3.7 miles / 5.9 kilometres
Lengthy and peaceful waterside walk past a great variety of architecture.
Amsterdam held the Olympic Games in 1928 – if you knew that already, you deserve a lap of honour. The stadium is still standing and still being used. They threatened to knock it down, but this caused such a furore that the plan was dropped. So as well as its green and leafy appeal, this walk has both architectural and historical value.
During this walk you’ll explore a less-known area just at the edge of the centre where it’s quiet and spacious – wonderful on warm weekends when the city pavements can be thronged with (other) tourists. On this waterside loop of 5 - 6 km, you can walk at leisure, find a bench to sit, read, or dream, while enjoying lovely trees, pavement gardens, and interesting architecture along the way. This route goes around the Olympic Stadium, and the round-trip continues beside the water on the way back towards the city centre. So unless you branch off this main route (see map), you’ll be beside water most of the time and it’s relatively traffic-free and blissfully so in places.
Olympic Stadium Walk (follow link to see in Google maps)
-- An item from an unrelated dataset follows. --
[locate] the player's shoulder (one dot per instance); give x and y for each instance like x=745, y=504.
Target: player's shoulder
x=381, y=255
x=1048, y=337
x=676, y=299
As usual, you can join the walk wherever you wish, but the Jacob Obrechtplein is a good starting-point as it is in the vicinity of a few different trams, and places with cafés for pre or post-walk refreshments. If you happen to be staying on the other side of the city, it may be handy to use the tram either before or after your walk – but that’s up to you.
If you do start on the Jacob Obrechtplein, you will reach the Reinier Vinkleskade in a couple of minutes. Once on this quay (kade), you can go left or right, east or west, although we usually advise having the sun behind you as much as possible. So, if it’s morning, go right, taking the route going westwards; if it’s afternoon, do it the other way round. It is a circuit so you’ll be facing into the sun at some point no matter what direction you go – unless it is raining (in which case you’re better off going in to a museum, a cinema or a nice pub).
Once on the Reinier Vinkleskade, heading west, you will soon have the gorgeous Fons Vitae Lyceum (‘fountain of life’ school) on your right. The school building dates back to 1924, was started by nuns, is still used as a school, even though part of it has been turned into apartments. Continuing on your walk, you have to divide your attention between the leafy waterside on one side and the wealth of wonderful architecture on the other side, plenty to see. This area is mainly residential, it’s not that there are magnificent grand edifices along the way, but it’s marvellous to see the high standard of Amsterdam municipal housing at that time, about a century ago. Before the Olympic Stadium was built, there was another stadium in this area and many of the street names have a Grecian origin (e.g. Jasonstraat, Argonautenstraat, Parnassusweg). If you have time, you’ll enjoy exploring some of the streets bordering the route.
This walk should not be your first choice in Amsterdam but if you’ve already spent some time walking the centre and are curious about a less touristic neighbourhood, then this is a good idea. However walks like this need nice weather (dry at least) as you won’t encounter many pubs, cafés or other shelter opportunites en route.
The following site will give you plenty of information about the 1928 Olympics with details of the medals won per country, plus all the relevant details. It’s actually fascinating information and brought out the nationalist in me – I discovered that my fellow countryman Pat O’Callaghan won a gold (!) medal for men’s hammer throw. On the site you can select on basis of nation or sport. Many of you passing the stadium may hear the distant echo of cheering crowds and wonder how your own country fared in 1928. It’s going on 100 years since it took place, no mean feat of organization at that time! I gleaned lots of other information from wikipedia, among other things that Finland came third in the medal rankings with eight gold medals. However, the detail that really made me sit up was the medal won by Italian Carla Marangoni, born in Pavia in 1915, who won silver in Amsterdam at the tender age of 12. As far as I can see, Carla (often written as Clara) who will reach her 100th this year, is the last surviving medallist, so think of Carla if you’re in the vicinity.